Posted 03 January 2013 - 03:06 AM

Hi; as I understand it, I require a .cpp and a .h file whenever I intend to #include it, with the .h file being like this:

class classType{
	int data;
public:
	int getData();
	void setData();
	classType();
}



And the .cpp file being like this:

int classType::getData(){
	return data;
}
void classType::setData(int data){
	this->data = data;
}
classType::classType(int data)
	:data(data)
{
}



The problem is, this seems like an awful amount of extra work to go through having to copy/paste lots of text around, and where I can't see how the class is structured and how the member functions are implemented at the same time without jumping back and forth between the two files. Perhaps I'm spoiled by Java, in which the format would be something like (with this. in place of this-> and other small differences):

class classType{
	int data;
public:
	int getData(){
		return data;
	}
	void setData(int data){
		this->data = data;
	}
	classType(int data)
		:data(data)
	{
	}
}



And that would be all I would need to do to include this code as well as to implement it.
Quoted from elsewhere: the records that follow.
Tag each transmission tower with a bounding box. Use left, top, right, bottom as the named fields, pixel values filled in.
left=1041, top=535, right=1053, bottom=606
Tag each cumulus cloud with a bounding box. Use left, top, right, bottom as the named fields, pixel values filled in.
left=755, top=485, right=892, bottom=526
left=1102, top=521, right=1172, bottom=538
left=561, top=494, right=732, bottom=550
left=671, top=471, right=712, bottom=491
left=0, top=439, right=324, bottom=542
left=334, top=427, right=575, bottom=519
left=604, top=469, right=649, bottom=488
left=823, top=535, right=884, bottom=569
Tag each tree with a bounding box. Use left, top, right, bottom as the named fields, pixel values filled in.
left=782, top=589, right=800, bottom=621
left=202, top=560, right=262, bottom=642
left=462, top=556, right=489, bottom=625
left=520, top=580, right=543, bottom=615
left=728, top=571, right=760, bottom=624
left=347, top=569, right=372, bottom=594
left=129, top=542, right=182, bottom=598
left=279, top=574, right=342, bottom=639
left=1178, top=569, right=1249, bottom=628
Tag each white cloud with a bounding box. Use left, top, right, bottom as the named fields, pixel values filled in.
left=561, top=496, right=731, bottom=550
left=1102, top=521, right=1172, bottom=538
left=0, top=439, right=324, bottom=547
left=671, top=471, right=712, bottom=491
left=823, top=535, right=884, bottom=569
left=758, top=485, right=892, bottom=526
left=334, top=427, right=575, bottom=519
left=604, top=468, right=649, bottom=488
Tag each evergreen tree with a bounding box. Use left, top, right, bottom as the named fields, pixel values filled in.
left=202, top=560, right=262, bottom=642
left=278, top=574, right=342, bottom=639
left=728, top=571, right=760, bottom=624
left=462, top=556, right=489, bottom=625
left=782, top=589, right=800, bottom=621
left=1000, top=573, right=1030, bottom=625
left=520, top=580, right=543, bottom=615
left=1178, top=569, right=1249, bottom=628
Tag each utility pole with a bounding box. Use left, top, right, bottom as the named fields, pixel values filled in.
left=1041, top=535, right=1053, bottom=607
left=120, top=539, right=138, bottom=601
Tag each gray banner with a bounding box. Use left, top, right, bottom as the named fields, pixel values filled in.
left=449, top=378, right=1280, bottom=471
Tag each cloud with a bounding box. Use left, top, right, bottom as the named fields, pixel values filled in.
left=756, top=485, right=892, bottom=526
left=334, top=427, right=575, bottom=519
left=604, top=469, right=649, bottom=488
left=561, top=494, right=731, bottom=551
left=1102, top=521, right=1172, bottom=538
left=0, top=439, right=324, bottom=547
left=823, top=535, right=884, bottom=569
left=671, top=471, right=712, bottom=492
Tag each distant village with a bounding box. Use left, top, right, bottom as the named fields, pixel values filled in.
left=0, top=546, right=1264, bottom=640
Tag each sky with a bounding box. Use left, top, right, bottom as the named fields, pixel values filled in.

The thing is, I'm not sure exactly why I have to use header as well as source code files in C++. I understand why in that #including definitions results in two copies of the same definition, which gives me a linker error, but I'm not sure why I have to go through the trouble and make an extra file. I'm thinking about writing a program that will take the third file and build the .cpp and .h files from it, since it seems to be very formulaic copy/paste grunt work if I start from that file. Is there any software development reason why I ought not to do this or think this way?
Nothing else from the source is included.